Justin Timberlake, so often shuttling between movies and music, for once didn’t have to choose.
In the Coen brothers’ “Inside Llewyn Davis” Timberlake plays a supporting role as a cheery, sweater-wearing 1960s folk musician. But he also collaborated with producer T Bone Burnett on the movie’s memorable period songs and helped shape the film’s most unforgettable and comic tune, “Please Mr. Kennedy.”
“It’s the first time that I’ve gotten to kind of do a lot of things that I love to do at the same time,” Timberlake said in a recent interview by phone from the road, where he’s on tour. “It will always be a milestone for me to get to write, sing, act and bring it all together.”
For the multitasking Timberlake (Burnett calls him “a quadruple threat”), the film was a rare chance to combine his talents: a Coen playground staked out between worlds Timberlake usually navigates separately. Some fans and media seem to want him to pick a side: musician or actor.
“I don’t even know what I am, man,” he chuckles.
The various Timberlakes are uniquely on display at the moment. “Inside Llewyn Davis” opened nationally Friday. He’s in the midst of touring “The 20/20 Experience,” his Grammy-nominated return to music after a spell in movies like “The Social Network.” And this weekend, he was the musical guest on “Saturday Night Live,” where the former Mouseketeer first revealed his comedy chops.
The folk revival music of “Inside Llewyn Davis” is quite a distance from Timberlake’s “Suit and Tie” or “My Love,” but Burnett doesn’t think much of genre divisions.
“He’s from Memphis, says Burnett. “He’s an R&B singer, basically. But he’s got a beautiful voice and he’s got incredible tone and he can sing anything he wants to. A song is a song.”
“Inside Llewyn Davis” is about a struggling and bitter folk musician (the title character, played by Oscar Isaac) in 1961 Greenwich Village, the cusp of Bob Dylan’s arrival. Timberlake plays a friend of his with a rosier outlook and less concerns with selling-out. The movie is filled with full performances of songs, all but one of which were recorded live.
Work on the film began with the music: “We found the characters through the type of music they did,” says Timberlake.
Timberlake went to Burnett’s Los Angeles home to work on “Please Mr. Kennedy.” The song, whose chorus goes “Please Mr. Kennedy, don’t shoot me into outer-space,” is the comedic high point of the film, and one of the strangest songs that will ever be credited to Timberlake (along with Burnett and the Coens). The premise, Burnett says, was astronaut John Glenn having second thoughts.

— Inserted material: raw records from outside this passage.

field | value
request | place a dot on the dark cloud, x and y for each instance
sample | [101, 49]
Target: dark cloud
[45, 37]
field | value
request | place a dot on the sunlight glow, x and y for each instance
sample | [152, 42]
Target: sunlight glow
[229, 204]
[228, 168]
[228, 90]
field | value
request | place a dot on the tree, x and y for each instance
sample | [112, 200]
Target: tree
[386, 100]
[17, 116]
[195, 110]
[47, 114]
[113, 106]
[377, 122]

The song is roughly based on “Please Mr. Kennedy,” a 1962 novelty song by the Goldcoast Singers that pleads to the president not to be shipped off to Vietnam. It went through several other different iterations through the 60s. (Because the song is based on previously recorded material, it’s ineligible for an Academy Award.)
“There was a novelty song and then there was a parody of the novelty song,” says Burnett. “Then there was another parody of the novelty song. Now we’ve done a rewrite on a take-off of a parody of a novelty song.”

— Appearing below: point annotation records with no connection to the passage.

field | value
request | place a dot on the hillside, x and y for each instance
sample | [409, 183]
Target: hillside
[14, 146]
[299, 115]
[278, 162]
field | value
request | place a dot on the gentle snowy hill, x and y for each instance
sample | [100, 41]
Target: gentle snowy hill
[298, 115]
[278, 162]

While working on the song with Burnett, Timberlake wanted to get his own guitar, so the two stopped into a music shop in San Fernando Valley. Burnett says Timberlake “put some sex into it, put some swing into it.”
“I just started strumming these chords and strumming in a way that we felt was almost like (the Beach Boys’) “Surfin’ Safari” or a Coasters tune,” says Timberlake. “It was just one of those things where when the punch lines fit in with the melody so good. We kind of just wrote the song in the back of this guitar shop.”

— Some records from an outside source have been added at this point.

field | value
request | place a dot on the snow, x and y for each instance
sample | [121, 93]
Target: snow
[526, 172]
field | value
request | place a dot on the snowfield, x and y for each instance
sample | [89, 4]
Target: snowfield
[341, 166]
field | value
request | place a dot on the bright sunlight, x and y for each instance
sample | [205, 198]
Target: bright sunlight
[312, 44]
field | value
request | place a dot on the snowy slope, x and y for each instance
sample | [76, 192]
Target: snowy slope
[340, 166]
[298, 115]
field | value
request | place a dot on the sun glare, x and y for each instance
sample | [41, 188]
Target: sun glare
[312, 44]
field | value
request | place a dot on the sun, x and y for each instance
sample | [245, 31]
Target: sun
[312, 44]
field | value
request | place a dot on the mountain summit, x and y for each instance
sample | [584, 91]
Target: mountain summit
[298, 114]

When the song was later recorded in the studio and on film, the silliness grew. Though “Please Mr. Kennedy” becomes a hit in the film, it’s everything Llewyn detests about music. It’s a pop music hell for him; he’s just there for some quick cash.
With Timberlake and Isaac (a proficient musician, himself) on guitar, they’re joined by Adam Driver (“Girls”) who, in a cowboy hat, adds some of the more ridiculous harmonies. (“Adam Driver is a deeply courageous actor,” says Burnett.) Ethan Coen, in particular, pushed them to add quirks like a repeated “pah- pah- pah-” before the “please.”
Molded by Burnett, Timberlake, the Coen brothers, Isaac and Driver, the song may very well be one of the most absurd collections of talent for a recording. It’s also a hit. Moviegoers and critics have raved about “Please Mr. Kennedy” since the film first debuted at the Cannes Film Festival in May.
But the unusual group of musicians, actors and filmmakers was perfectly suited to Timberlake. He also jumped in to sing bass on the a cappella “Auld Triangle” with the Punch Brothers and Marcus Mumford. It was a surreal swirl of music and moviemaking. The Coens, says Timberlake, are “the equivalent of Dylan in the film industry.”
“We just all jammed together for a couple weeks,” says Timberlake. “So you felt like this counter-culture collective.”
“I don’t like rules of `well, this is what you do, or this is the picture frame you’re supposed to live in,'” he says. “You just never know what might come out of trying everything.”